A Note on Fine-Tuning Diffusion Models with RL

The banner is generated by d3po.

Introduction
Preliminaries: Diffusion Model
Preliminaries: Reinforcement Learning
Denoising as a multi-step MDP
Denoising Diffusion Policy Optimization
Diffusion Policy Optimization with KL regularization
Direct Preference for Denoising Diffusion Policy Optimization
A Dense Reward View on Aligning Text-to-Image Diffusion
Temporal Diffusion Policy Optimization
Results

Introduction

In this blog, we survey the method about Text2Image Alignment with Reinforcement Learning. This blog focus on image generation with diffusion models.

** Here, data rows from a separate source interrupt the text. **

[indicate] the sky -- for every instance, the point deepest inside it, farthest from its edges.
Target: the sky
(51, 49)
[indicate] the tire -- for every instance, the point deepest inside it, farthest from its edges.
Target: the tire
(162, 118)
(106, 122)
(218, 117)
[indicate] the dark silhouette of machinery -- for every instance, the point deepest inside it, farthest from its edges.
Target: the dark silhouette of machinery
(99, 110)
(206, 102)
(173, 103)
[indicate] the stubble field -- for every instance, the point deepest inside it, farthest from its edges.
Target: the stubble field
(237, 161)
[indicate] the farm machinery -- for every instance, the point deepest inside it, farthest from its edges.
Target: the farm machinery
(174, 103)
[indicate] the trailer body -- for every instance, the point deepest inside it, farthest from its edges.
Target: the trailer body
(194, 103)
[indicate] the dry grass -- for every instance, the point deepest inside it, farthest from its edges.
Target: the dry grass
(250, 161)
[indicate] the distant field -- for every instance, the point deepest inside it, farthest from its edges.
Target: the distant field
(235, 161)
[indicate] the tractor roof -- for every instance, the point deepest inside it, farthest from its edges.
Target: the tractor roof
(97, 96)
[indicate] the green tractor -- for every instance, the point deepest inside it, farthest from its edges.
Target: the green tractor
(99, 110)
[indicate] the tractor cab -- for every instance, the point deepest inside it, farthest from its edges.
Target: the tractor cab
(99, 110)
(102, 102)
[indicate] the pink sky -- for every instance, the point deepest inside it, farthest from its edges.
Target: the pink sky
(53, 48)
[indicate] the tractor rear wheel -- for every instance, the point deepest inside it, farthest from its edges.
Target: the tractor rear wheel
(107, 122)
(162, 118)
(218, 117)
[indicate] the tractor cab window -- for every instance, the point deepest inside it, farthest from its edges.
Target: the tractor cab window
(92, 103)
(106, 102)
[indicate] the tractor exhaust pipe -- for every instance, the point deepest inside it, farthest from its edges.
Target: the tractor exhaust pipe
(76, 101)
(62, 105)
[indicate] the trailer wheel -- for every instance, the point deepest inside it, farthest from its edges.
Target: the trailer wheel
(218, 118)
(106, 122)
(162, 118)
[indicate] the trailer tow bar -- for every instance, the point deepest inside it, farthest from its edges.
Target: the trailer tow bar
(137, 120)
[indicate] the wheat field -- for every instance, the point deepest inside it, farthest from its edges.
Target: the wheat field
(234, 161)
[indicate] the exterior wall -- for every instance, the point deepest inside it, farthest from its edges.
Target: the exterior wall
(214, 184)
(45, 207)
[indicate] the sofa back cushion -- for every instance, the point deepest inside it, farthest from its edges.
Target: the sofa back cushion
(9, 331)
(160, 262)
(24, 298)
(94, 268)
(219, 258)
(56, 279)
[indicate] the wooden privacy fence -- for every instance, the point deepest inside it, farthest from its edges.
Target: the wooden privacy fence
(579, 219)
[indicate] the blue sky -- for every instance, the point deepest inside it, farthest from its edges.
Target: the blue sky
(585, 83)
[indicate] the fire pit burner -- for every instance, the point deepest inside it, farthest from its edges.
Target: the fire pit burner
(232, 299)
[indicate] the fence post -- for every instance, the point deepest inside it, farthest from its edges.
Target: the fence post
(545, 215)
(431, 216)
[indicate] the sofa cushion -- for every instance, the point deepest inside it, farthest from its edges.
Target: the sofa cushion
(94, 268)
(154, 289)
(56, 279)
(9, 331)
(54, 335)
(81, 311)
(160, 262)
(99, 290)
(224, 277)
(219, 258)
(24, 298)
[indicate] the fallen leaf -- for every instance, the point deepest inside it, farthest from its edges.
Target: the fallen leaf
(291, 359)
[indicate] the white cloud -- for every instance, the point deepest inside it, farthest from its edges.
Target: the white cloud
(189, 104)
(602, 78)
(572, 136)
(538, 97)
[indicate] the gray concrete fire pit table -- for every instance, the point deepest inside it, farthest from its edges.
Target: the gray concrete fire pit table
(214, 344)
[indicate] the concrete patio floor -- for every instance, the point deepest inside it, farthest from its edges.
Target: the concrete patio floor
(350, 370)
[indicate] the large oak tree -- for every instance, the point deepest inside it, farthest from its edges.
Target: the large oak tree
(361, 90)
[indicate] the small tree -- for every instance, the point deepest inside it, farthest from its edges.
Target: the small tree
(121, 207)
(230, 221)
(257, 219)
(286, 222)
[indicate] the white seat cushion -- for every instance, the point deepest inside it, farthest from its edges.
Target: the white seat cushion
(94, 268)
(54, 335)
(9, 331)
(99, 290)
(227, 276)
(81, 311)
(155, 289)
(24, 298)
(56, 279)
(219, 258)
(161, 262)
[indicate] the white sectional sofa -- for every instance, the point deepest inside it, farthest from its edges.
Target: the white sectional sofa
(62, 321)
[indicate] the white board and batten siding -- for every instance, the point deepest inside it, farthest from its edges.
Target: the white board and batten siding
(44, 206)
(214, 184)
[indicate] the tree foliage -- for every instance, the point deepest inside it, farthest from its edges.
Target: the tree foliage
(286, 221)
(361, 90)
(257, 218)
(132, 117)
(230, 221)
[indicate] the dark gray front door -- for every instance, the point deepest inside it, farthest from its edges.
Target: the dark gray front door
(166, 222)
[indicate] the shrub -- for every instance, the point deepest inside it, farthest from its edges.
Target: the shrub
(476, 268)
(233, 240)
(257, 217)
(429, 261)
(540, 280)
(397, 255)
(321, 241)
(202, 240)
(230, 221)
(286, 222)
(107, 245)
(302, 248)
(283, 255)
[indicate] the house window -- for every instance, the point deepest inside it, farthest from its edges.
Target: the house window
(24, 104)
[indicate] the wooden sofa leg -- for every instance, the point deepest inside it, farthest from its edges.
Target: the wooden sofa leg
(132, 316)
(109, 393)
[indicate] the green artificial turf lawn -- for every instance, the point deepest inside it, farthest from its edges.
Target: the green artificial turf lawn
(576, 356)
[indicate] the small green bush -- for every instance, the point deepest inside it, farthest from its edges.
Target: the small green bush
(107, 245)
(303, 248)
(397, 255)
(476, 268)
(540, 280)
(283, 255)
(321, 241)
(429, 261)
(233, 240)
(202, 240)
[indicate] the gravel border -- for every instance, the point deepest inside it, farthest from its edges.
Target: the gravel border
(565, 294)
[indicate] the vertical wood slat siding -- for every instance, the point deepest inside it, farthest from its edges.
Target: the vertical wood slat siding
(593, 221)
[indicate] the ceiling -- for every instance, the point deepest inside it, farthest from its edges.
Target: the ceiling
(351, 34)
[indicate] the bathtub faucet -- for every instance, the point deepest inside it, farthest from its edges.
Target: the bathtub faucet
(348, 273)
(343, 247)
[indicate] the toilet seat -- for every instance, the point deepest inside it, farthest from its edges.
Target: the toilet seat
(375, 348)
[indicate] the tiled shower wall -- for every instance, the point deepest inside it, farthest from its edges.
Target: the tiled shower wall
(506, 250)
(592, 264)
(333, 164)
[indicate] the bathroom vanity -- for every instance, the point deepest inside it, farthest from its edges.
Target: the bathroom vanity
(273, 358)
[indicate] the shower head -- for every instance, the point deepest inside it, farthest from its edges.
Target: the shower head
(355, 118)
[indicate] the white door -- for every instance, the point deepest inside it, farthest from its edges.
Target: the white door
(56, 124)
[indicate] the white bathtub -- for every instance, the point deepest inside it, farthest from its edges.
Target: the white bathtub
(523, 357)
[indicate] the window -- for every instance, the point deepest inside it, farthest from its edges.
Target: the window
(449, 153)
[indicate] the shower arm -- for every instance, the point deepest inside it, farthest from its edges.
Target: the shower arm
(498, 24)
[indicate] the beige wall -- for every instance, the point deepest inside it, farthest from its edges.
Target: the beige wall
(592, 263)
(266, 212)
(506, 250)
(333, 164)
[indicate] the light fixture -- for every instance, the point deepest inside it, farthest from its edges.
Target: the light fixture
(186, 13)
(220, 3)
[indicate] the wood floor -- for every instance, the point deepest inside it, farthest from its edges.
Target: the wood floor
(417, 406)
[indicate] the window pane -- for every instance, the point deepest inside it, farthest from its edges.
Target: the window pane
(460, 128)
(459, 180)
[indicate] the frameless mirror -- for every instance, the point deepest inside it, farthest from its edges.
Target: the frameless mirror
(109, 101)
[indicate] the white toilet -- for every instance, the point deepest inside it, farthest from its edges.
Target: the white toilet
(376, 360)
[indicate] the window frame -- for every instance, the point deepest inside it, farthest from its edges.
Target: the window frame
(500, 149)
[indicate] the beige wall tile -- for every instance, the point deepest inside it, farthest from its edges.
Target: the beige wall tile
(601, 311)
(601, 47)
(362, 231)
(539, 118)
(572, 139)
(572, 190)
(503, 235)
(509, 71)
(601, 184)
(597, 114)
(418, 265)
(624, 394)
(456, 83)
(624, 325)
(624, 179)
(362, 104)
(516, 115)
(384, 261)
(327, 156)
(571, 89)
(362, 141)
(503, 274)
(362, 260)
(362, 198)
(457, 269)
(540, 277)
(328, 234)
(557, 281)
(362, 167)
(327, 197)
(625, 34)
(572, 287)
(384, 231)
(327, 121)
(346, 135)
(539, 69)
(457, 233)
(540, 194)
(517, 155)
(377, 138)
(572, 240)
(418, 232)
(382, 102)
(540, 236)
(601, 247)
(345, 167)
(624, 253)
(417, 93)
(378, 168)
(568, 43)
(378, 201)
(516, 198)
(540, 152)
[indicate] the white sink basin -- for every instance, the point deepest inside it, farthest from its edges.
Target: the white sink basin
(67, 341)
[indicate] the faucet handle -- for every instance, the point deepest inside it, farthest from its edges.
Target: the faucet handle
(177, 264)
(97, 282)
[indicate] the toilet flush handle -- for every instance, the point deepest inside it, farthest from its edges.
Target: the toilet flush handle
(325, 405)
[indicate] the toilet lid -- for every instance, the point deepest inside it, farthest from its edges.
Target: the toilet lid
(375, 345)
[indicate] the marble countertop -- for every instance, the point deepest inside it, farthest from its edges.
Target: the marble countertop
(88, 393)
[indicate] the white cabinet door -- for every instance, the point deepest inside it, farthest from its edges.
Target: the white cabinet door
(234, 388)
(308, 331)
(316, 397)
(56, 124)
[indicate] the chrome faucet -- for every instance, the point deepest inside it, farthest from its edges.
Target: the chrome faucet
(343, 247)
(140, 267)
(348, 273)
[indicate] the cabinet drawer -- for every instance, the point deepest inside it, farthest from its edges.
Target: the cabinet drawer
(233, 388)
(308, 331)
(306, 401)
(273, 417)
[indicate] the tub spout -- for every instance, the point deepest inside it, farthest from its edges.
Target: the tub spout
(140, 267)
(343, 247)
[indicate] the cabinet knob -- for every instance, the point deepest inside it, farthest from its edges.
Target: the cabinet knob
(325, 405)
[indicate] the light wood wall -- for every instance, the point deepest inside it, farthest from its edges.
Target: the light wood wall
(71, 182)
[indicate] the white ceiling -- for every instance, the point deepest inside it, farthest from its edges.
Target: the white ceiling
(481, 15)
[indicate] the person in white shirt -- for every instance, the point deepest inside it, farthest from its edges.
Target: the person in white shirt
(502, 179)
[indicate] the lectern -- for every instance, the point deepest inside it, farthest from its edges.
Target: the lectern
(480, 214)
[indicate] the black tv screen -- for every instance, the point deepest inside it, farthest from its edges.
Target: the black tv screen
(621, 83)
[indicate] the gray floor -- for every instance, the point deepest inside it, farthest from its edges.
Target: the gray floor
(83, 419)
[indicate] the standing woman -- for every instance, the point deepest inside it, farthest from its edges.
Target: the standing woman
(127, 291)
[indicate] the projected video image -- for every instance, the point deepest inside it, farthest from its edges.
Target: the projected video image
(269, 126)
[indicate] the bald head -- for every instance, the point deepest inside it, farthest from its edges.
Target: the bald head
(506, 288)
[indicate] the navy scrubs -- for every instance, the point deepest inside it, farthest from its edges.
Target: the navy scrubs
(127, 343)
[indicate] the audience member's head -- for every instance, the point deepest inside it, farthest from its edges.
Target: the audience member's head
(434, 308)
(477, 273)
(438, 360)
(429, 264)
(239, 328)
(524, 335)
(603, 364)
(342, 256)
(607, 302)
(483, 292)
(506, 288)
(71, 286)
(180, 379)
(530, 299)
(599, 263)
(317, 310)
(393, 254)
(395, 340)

Preliminaries: Diffusion Model

Diffusion models define a Markov chain of diffusion steps to slowly add random noise to data and then learn to reverse the diffusion process to construct desired data samples from the noise. Here we consider conditional diffusion probabilistic models, which represent a distribution \(p(x_0|c)\) over a dataset of samples \(x_0\) and corresponding contexts \(c\). The distribution is modeled as the reverse of a Markovian forward process \(q(x_t | x_{t−1})\), which iteratively adds noise to the data. Reversing the forward process can be accomplished by training a neural network with the following objective: \[ \mathcal{L}_{\text{DDPM}}(\theta) = \mathbb{E}_{(x_0, c) \sim p(x_0, c), t \sim U\{0, T\}, x_t \sim q(x_t | x_0)} \left[ \| \mu_{\theta}(x_t, c, t) - \tilde{\mu}(x_0, t) \|^2 \right] \]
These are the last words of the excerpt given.